Chaos engineering is the practice of intentionally introducing failures into production systems to discover how they behave under adverse conditions. The core principle sounds counterintuitive: deliberately break things to make them more reliable. The logic is sound — if failures will happen anyway (and they will), it's better to discover how your system responds in a controlled experiment than as a surprise incident at 3 AM.
Netflix pioneered this discipline with Chaos Monkey in 2011. Today, chaos engineering is standard practice at companies running complex distributed systems. It's moved from edgy engineering experiment to established reliability discipline.
The Case for Chaos Engineering
The fundamental problem chaos engineering solves: confidence in distributed systems is false confidence.
You can read your code and believe it handles failures correctly. You can write unit tests for failure cases. You can review architecture diagrams and see redundancy everywhere. None of this tells you how the system actually behaves when a real failure occurs with real load, real data, and real timing.
Real systems fail in ways that:
- Weren't anticipated during design
- Tests don't cover (especially integration and timing issues)
- Only manifest at specific load levels
- Cause cascading failures across multiple services
Chaos engineering reveals these issues under controlled conditions, where you have monitoring, time to investigate, and the ability to stop the experiment.
Chaos Engineering Principles
Before running chaos experiments, establish these foundations:
1. Hypothesis-driven experiments — Not "break things randomly" but "we believe our system will continue to function when service X fails, because we have fallbacks Y and Z."
2. Start in staging — Run experiments in staging environments first to build familiarity and safety.
3. Minimize blast radius — Start with experiments that affect a small percentage of traffic or a single instance before broader failures.
4. Have a kill switch — Always be able to stop the experiment immediately.
5. Monitor everything — You need visibility into what's happening to learn from the experiment.
6. Run during business hours initially — So your full team is available if something goes wrong.
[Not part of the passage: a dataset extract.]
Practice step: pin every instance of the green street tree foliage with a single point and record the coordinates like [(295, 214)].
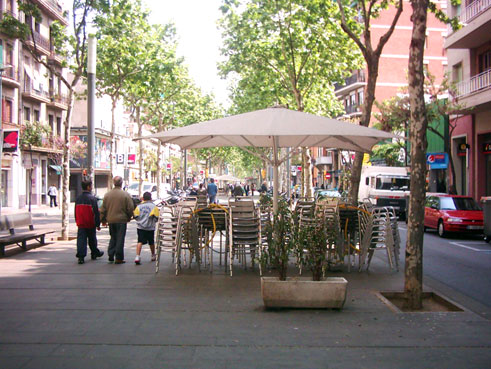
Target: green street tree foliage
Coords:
[(72, 45), (121, 53), (287, 52)]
Defining a Chaos Experiment
Every chaos experiment follows a structure:
# Chaos Experiment: Payment Service Dependency Failure
## Hypothesis
We believe that when the fraud detection service becomes unavailable,
payment processing will continue to function because:
1. We have a circuit breaker that opens after 5 failures
2. Failed fraud checks are logged and queued for async review
3. Payments are processed with a "manual_review" flag when fraud service is unavailable
## Steady State
Normal operation: fraud service responds in < 100ms, payment success rate > 99.5%
## Method
Inject failure: Block all traffic from payment service to fraud service for 5 minutes
## Expected Outcome
- Payment processing continues (with manual_review flag)
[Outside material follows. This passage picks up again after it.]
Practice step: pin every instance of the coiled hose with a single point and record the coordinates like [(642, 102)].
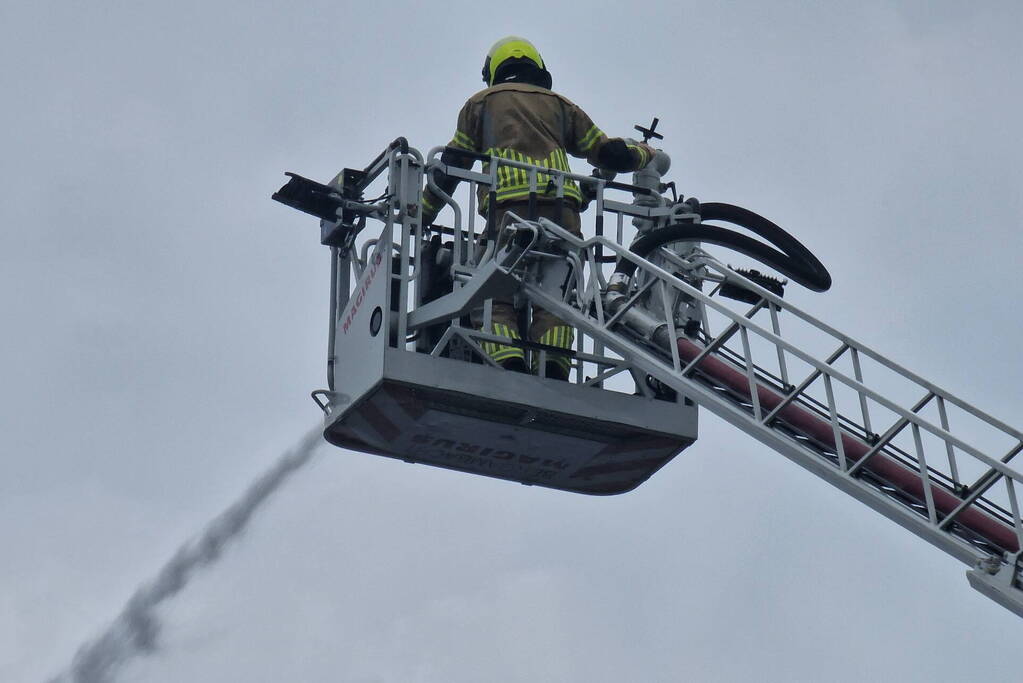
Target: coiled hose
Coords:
[(791, 258)]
- Circuit breaker opens within 30 seconds
- Alert fires within 2 minutes notifying team of fraud service degradation
- Error rate remains below 1%
- No data loss or transaction failures
## Success Criteria
- Payment success rate stays above 99%
- Appropriate alerts fire
- Fallback behavior engaged
## Abort Conditions
Stop immediately if:
- Payment success rate drops below 95%
- Customer-visible errors are observed
- Error rate exceeds 5%
## Monitoring During Experiment
Dashboard: https://monitoring.example.com/payments
Alert channel: #payment-team-alerts
Common Chaos Experiments
1. Kill a Service Instance
The most basic experiment: terminate a service instance and verify the system recovers:
# Using Chaos Monkey / Gremlin to kill a random instance
# Or direct Kubernetes pod deletion
# Kill a random pod in the payment deployment
kubectl delete pod \
$(kubectl get pods -l app=payment-service -o jsonpath='{.items[0].metadata.name}') \
--grace-period=0
# Monitor recovery
kubectl get pods -l app=payment-service -w
# Verify: New pod should start within 30 seconds
# Verify: Health check should recover within 60 seconds
# Verify: No customer-visible errors (check monitoring)
2. Inject Network Latency
Add artificial latency to service-to-service communication:
# Using tc (traffic control) to add 500ms latency to outgoing connections
# Run on the fraud-service node:
tc qdisc add dev eth0 root netem delay 500ms
# Run your experiment (5 minutes)
# Monitor: Does payment service timeout correctly?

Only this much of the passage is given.